Rocky Mountain House holds flag-raising ceremony to celebrate National Indigenous Peoples Day

Rocky Mountain House mayor joined by Sunchild and O’Chiese chiefs and president of Métis Local 845

Town of Rocky Mountain House celebrated National Indigenous Peoples Day by raising Treaty 6 Territory and Métis flags at the town office on Tuesday.

These flags will fly permanently alongside the flags of Canada, Alberta and the town, as a symbol of reconciliation and an inclusive community.

“The raising of the Treaty 6 and Métis flags is a public and permanent recognition of the historical and current contributions to our community from the First Nation and Métis people, and the desire for continued and evolving partnerships to benefit all who reside within Treaty 6 Territory,” said Rocky Mountain House Mayor Tammy Burke in a statement.

“This event solidifies our ongoing commitment to reconciliation, and it is a step toward building a community where racism and hate are not tolerated: A community that is working to understand the complex and painful history and acknowledging our role in ensuring long term change, in partnership and with guidance from our First Nation neighbours, without whom, our community would not be what it is today.”

Burke was joined by O’Chiese First Nation Chief Douglas Beaverbones, Sunchild First Nation Chief Jonathan Frencheater, Métis Local 845 President Bernie Ouellette and their councils and board members.

Elders Theresa Strawberry and Jimmy Littlejohn presided over the ceremony, with Soaring Hawk Drum Group from O’Chiese First Nation providing the Flag Honour and Victory songs.

“It’s a historic moment we have right now, raising these two flags,” said Beaverbones. “I’ve faced racism many, many times.
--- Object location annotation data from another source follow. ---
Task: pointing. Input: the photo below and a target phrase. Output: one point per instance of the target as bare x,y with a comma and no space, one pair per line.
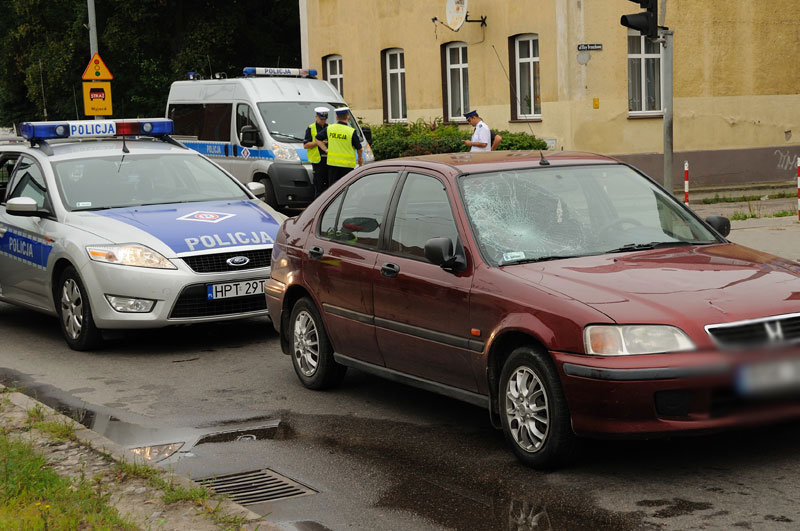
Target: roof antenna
543,161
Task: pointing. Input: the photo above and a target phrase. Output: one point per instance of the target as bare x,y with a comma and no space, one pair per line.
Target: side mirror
249,136
367,133
720,224
23,206
439,251
258,189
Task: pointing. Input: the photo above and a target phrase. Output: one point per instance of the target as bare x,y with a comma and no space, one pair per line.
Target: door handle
390,270
315,253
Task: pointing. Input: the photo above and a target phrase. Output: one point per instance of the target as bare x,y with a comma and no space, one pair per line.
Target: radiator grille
216,263
756,333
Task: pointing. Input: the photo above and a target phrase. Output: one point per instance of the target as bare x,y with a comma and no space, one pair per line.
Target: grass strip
33,496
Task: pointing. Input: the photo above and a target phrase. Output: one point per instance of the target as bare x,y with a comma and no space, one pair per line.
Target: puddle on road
460,478
134,435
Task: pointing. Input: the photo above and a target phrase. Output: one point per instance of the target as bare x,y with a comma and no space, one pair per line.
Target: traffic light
646,22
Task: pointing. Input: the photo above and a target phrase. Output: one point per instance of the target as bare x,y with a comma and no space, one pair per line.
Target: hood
186,227
689,287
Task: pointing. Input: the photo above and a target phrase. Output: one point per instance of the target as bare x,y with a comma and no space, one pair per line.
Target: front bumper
181,295
668,393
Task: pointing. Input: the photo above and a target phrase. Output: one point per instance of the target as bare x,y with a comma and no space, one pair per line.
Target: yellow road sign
97,98
96,70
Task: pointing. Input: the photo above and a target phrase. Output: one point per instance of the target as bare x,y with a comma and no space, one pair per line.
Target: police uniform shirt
482,134
355,141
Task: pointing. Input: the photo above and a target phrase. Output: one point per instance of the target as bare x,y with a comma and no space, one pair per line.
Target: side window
361,215
244,116
332,71
28,181
422,213
204,121
7,162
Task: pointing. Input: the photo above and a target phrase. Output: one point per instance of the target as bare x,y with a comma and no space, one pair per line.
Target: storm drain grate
256,486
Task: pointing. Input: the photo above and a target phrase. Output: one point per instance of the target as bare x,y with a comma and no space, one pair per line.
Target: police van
254,126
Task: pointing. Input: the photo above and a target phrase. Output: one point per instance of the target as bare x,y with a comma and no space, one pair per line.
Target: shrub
425,138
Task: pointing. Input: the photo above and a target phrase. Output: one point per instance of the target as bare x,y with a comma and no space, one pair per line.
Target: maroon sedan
568,294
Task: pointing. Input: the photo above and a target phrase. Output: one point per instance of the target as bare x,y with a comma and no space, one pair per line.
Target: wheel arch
500,349
294,293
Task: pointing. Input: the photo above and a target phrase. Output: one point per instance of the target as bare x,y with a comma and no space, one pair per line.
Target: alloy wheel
306,343
72,308
527,410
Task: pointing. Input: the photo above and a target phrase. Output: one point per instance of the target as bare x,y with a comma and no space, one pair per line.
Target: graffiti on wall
786,159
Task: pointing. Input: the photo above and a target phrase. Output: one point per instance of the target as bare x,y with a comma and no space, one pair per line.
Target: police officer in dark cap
316,156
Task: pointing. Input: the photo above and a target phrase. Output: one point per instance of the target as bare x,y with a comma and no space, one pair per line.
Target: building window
332,71
527,102
456,81
644,75
394,89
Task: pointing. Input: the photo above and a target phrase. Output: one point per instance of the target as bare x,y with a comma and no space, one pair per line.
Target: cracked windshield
549,213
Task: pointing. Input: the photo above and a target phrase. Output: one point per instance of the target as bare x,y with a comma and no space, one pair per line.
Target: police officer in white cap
344,146
317,157
481,137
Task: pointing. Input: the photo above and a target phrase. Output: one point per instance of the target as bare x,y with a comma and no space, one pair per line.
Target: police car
114,224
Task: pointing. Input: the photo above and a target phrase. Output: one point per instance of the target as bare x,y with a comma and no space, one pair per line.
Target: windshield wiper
540,259
653,245
287,135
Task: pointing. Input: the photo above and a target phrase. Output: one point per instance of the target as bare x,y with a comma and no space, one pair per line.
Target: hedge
424,138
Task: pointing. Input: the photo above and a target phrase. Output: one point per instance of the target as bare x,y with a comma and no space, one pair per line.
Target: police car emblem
206,217
237,261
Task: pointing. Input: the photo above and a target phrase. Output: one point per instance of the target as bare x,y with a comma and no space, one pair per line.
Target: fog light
130,304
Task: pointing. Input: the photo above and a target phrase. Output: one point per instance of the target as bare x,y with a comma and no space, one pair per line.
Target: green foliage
425,138
33,496
146,45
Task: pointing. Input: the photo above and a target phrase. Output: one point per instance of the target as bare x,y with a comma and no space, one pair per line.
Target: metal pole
667,101
92,29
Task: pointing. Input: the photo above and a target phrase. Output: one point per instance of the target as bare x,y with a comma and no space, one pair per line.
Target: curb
118,453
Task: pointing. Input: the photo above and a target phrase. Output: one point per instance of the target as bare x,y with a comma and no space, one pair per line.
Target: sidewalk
108,465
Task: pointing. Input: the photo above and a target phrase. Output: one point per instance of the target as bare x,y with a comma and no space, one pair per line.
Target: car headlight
157,452
284,152
131,254
625,340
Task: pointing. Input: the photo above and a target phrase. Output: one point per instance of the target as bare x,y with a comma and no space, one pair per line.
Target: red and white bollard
686,183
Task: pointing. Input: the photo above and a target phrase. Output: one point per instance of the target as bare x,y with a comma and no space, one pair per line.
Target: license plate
769,377
235,289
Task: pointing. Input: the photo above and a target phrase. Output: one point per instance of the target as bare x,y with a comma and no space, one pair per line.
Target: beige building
568,72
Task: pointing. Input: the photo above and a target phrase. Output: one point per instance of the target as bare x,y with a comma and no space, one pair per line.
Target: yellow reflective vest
313,153
340,146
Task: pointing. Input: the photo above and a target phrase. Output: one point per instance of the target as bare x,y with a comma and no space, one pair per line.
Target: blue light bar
96,128
156,126
43,130
278,72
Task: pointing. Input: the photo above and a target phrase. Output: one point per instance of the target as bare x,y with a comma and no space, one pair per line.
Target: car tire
75,312
269,194
311,352
533,410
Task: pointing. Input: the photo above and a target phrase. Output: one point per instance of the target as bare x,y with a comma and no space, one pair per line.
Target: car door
26,242
421,310
339,262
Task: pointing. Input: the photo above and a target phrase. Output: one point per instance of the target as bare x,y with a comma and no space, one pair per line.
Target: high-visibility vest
313,153
340,146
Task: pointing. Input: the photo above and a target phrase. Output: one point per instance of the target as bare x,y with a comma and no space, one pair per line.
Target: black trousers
320,177
337,172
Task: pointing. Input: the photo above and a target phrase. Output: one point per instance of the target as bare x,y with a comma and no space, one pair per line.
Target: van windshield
287,121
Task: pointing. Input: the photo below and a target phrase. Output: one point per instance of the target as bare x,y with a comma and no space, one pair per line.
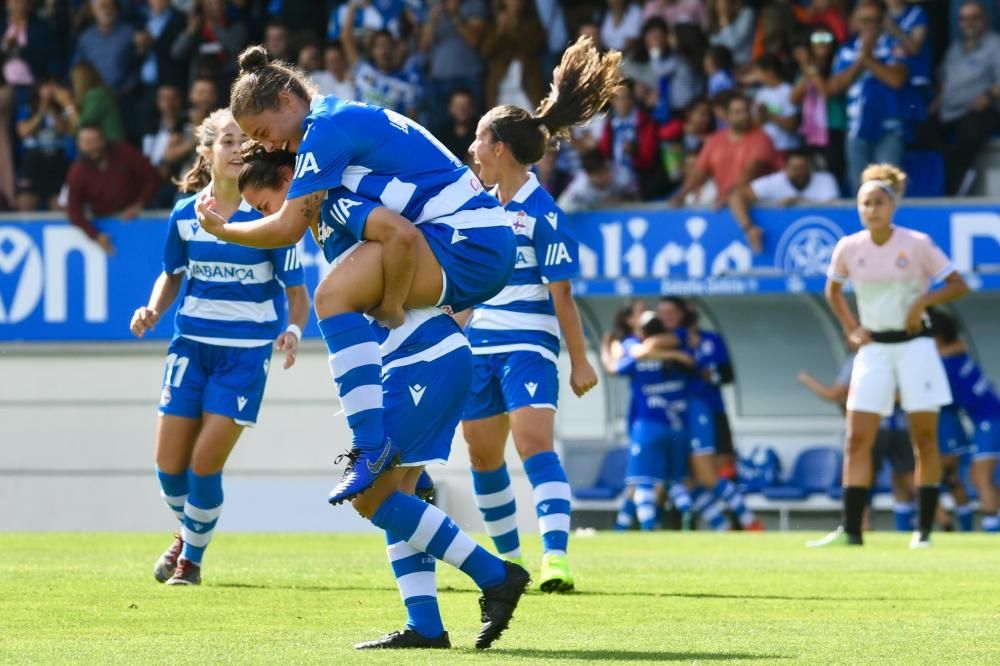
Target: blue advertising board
55,284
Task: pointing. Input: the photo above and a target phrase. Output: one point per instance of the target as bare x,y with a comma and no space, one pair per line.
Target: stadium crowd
720,92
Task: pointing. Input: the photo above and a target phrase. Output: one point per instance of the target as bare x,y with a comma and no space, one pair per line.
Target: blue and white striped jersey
522,317
234,295
386,157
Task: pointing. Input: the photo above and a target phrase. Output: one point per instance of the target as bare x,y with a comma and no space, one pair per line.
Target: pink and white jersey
888,278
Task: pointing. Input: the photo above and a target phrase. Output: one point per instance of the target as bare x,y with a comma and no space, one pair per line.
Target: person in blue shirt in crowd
232,313
659,439
977,397
424,375
872,73
463,253
515,335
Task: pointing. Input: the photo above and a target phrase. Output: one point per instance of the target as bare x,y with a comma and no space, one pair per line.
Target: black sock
855,501
927,497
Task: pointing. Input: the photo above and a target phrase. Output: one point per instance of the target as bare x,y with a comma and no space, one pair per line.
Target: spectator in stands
732,156
166,148
772,103
824,115
108,45
731,25
513,48
378,78
95,103
970,94
211,41
109,178
870,72
621,25
592,187
45,135
796,183
451,38
460,130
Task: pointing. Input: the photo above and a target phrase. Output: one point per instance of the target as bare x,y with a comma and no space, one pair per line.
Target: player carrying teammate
232,311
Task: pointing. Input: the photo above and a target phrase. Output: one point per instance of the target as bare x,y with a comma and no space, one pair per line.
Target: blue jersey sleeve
287,266
558,252
175,249
324,153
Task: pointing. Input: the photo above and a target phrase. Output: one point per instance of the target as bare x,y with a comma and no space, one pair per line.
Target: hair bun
253,59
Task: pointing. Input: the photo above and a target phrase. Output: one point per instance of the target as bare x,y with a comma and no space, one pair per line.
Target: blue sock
495,498
201,513
645,506
427,529
626,515
902,514
727,492
963,514
173,490
415,577
356,364
550,490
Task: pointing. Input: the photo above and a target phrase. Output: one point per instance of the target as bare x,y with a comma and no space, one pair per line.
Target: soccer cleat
498,603
556,576
186,573
838,537
363,468
167,563
405,639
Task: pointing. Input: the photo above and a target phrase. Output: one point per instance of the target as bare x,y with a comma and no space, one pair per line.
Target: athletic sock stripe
494,500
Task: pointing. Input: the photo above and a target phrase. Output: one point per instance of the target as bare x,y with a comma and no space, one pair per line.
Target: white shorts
913,368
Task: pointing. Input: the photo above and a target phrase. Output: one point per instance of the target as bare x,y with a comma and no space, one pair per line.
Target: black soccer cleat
405,640
498,603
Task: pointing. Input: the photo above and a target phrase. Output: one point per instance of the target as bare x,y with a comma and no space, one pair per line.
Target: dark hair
582,85
262,168
944,325
261,79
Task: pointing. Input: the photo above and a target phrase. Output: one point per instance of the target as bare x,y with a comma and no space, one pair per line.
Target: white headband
882,185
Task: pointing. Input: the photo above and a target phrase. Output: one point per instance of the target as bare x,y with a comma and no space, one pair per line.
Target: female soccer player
515,335
384,157
231,313
426,368
890,268
974,394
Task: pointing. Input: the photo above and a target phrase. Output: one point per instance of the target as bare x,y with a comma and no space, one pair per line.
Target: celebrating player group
418,247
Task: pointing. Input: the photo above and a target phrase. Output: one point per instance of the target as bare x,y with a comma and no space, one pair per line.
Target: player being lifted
232,311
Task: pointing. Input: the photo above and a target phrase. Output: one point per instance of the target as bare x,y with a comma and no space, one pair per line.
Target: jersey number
176,367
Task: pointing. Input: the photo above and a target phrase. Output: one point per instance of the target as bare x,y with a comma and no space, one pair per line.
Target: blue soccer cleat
363,468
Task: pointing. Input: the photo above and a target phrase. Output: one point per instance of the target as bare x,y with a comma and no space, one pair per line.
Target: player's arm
285,227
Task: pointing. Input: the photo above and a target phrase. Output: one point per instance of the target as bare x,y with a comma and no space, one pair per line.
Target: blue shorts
423,405
657,454
211,378
986,441
507,381
952,440
477,262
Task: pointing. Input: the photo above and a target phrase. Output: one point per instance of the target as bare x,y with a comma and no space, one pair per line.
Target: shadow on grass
638,655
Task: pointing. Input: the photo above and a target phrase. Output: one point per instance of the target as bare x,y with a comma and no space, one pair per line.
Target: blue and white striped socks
551,492
356,364
173,490
201,513
417,582
495,498
428,529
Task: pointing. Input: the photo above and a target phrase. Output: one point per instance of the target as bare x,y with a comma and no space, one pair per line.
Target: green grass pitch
665,597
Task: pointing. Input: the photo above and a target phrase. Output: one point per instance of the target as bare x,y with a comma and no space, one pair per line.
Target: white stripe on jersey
521,292
224,271
228,310
503,320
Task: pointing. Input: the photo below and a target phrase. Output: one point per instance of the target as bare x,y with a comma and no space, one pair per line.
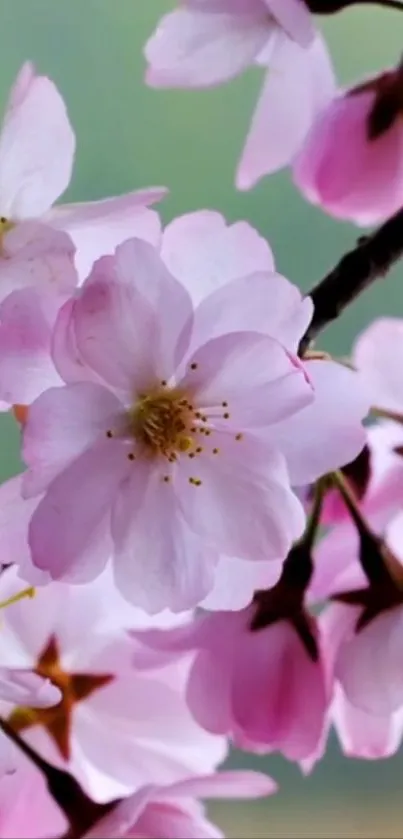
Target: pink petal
35,255
196,47
118,316
236,580
186,821
141,266
230,784
65,353
283,702
244,505
15,515
363,735
336,563
113,324
336,413
295,18
160,563
122,817
69,531
98,227
25,803
204,252
346,174
299,83
23,687
261,302
61,424
36,148
376,355
369,665
210,681
260,382
26,366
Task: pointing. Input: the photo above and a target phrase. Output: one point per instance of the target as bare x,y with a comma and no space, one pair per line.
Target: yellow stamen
27,592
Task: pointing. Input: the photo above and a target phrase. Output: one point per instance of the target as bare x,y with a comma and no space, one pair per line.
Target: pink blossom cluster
165,594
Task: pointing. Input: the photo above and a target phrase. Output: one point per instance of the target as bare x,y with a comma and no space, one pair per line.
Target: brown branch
81,812
357,270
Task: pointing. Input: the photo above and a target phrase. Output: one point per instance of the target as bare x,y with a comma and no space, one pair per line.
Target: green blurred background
129,137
It’s not a good feeling. This reconciliation is a major thing we face daily and I hope we continue to work with each other; say hi to each other when we go to a store and be friendly with each other.

“We need to start working together as one: The Nations, the Métis and the people in town here.”

Frencheater reflected on the pipe ceremony that was used in 1876 when the Treaty was first signed was the same one used in ceremony before the flag raising.

“It’s a beautiful day to see us all gather like this,” he said.